Eski Mezopotamya ve Antik Yunan Toplumlarında Çocuk Olmak...

Yazan:  Tarih: 20 Kasım 2016

Çocuk daima umudun taşıyıcısı ve insanın bastırılamayan neslini sürdürme arzusunun simgesi olmuştur. Fakat çocukların yaşam şartlarının zaman boyunca olumlu yönde ilerlediğini iddia etmek pek mümkün değil. Böylesi bir iddiayı savunmak, günümüzde çocukluk dönemleri ile arasına uçurumlar koyan yetişkinlerin dillendirdiği gibi çocukların altın çağını yaşadığını savunmak anlamına gelir.

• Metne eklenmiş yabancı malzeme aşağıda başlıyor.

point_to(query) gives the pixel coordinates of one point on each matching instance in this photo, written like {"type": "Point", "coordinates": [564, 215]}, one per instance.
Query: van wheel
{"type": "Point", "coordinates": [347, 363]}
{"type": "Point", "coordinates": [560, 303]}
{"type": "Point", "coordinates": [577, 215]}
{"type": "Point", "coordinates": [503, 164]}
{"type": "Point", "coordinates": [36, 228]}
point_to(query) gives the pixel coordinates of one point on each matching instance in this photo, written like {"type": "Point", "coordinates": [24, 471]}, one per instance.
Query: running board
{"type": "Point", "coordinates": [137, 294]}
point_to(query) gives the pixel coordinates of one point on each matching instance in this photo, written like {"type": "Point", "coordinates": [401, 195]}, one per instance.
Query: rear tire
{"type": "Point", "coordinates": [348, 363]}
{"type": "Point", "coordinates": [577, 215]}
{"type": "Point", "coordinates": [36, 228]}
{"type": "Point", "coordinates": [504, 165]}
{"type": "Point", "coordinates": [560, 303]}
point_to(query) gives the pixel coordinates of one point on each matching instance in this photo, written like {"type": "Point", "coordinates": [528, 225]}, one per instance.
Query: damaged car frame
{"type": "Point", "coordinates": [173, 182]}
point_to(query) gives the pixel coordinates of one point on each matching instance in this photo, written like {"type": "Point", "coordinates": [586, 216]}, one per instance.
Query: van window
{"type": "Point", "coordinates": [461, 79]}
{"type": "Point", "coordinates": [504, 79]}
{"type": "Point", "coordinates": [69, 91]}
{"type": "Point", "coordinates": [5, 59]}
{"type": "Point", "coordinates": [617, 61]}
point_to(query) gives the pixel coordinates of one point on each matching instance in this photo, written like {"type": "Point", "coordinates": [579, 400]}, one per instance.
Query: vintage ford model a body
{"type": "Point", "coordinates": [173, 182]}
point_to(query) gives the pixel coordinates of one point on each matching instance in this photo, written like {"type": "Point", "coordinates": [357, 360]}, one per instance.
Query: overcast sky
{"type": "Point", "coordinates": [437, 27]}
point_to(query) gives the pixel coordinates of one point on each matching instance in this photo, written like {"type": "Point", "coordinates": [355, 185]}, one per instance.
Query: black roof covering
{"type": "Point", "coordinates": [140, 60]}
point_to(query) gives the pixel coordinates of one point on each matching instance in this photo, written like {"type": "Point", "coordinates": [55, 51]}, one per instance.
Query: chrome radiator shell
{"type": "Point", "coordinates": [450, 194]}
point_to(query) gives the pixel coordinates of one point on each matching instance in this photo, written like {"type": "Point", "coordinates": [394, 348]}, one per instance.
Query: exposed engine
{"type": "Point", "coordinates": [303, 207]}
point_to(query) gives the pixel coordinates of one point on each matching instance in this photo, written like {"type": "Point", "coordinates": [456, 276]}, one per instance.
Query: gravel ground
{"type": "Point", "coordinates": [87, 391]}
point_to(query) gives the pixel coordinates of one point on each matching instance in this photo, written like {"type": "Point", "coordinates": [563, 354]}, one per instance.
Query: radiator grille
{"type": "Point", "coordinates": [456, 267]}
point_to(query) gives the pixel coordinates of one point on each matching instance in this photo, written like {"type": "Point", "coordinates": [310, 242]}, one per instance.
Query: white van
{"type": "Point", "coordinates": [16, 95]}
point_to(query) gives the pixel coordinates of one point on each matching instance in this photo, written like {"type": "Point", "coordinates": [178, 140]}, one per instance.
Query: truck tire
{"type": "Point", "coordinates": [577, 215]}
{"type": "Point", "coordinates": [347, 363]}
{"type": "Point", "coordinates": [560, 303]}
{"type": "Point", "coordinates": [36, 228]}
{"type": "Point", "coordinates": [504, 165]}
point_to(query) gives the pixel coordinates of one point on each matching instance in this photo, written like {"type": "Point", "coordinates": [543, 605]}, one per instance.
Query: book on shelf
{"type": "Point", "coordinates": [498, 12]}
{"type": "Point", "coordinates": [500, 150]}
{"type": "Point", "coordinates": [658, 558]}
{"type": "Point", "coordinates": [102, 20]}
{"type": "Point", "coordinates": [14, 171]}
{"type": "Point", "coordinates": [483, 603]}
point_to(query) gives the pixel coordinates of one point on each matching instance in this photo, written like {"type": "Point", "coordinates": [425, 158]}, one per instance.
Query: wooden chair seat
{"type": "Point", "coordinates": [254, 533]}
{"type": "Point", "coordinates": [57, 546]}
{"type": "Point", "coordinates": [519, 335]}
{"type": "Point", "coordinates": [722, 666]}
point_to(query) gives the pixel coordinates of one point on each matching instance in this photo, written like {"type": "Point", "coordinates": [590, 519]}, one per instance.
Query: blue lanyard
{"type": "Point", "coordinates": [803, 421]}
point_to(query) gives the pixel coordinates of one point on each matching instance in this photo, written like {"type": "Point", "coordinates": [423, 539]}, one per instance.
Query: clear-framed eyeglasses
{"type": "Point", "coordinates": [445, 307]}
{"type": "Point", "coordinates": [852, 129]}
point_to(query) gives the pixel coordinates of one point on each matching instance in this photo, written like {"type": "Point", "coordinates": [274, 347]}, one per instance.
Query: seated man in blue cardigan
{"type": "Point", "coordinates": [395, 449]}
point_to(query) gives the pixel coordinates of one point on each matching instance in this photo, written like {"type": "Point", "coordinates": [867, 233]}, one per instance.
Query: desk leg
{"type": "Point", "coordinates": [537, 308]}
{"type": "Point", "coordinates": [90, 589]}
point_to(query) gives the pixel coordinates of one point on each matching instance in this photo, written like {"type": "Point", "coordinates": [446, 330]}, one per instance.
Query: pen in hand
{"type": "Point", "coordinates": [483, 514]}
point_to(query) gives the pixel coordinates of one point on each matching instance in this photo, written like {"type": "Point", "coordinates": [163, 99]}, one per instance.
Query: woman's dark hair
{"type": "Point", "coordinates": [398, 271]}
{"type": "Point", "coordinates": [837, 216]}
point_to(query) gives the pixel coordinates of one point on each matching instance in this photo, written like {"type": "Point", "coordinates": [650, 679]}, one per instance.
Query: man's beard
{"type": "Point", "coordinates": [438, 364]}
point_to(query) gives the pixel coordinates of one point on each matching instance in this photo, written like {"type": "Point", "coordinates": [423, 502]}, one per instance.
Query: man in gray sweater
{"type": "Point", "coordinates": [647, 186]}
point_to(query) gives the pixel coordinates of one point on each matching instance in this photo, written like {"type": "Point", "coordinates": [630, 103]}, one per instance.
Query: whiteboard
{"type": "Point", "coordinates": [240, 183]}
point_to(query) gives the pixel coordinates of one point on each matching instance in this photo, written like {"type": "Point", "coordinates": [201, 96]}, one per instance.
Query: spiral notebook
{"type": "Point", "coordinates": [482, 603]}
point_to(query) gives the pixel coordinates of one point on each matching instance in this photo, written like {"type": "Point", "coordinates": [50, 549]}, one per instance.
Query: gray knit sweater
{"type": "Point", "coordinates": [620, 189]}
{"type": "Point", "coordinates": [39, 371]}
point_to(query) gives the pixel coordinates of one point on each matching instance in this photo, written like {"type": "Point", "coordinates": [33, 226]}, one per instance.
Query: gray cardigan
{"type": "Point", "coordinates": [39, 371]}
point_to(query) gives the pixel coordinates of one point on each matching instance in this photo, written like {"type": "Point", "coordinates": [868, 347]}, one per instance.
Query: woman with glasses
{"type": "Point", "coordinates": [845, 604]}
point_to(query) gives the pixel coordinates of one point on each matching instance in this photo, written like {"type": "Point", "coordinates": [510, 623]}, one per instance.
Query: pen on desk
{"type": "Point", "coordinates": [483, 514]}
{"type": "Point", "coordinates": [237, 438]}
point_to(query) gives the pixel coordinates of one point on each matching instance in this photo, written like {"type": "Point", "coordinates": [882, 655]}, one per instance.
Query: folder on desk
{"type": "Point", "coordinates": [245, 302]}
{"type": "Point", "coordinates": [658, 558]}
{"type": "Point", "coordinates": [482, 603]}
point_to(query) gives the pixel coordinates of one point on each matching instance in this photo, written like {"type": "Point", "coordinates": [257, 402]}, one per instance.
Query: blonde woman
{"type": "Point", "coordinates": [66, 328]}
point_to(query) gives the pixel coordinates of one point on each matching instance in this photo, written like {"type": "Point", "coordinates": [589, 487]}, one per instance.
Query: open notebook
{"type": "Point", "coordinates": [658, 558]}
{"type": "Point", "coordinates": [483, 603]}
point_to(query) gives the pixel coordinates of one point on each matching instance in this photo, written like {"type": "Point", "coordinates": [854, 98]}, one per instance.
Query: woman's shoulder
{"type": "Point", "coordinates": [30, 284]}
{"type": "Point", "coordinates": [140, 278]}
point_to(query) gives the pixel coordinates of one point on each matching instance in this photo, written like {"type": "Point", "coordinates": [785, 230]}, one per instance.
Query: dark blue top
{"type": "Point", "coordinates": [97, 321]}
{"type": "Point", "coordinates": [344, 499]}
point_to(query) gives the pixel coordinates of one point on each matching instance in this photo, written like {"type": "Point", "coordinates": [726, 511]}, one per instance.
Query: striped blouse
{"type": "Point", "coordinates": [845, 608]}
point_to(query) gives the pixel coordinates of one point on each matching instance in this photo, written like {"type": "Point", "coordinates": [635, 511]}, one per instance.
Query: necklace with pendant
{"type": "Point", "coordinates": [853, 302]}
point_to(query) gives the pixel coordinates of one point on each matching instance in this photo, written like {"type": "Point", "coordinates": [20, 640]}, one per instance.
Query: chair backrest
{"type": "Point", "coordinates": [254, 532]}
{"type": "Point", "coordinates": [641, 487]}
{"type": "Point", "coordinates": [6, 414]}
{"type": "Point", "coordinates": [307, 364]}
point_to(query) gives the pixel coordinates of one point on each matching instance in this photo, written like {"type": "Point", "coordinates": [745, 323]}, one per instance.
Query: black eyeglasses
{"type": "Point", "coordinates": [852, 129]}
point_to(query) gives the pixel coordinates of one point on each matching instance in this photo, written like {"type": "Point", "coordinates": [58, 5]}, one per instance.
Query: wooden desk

Medeniyetimizin temellerinin atıldığı Mezopotamya kültürlerinden günümüze kadar çocuklar toplumun geleneklerine, inanışlarına ve gelecek arzularına göre muamele gördüler. Kimi dönemlerde erkek çocukların iyi birer savaşçı olması beklenirken, kız çocuklarının iyi birer anne ve ev kadını olması beklenirdi. Bazı dönemlerde ise kız çocukları taşlanarak öldürülüyordu. Bazen de çocuklar ödenemeyen borçlara karşılık alacaklıya veriliyordu.

Günümüzde dahi iki toplum arasında çocukların gördüğü muamele birbirinden oldukça farklı. Fakat her toplum her dönemde çıkarları ve idealleri doğrultusunda çocuklar üzerinden bir politika izlemiş ve bu politikalarına uygun eğitimler verip, kanunlar koymuştur.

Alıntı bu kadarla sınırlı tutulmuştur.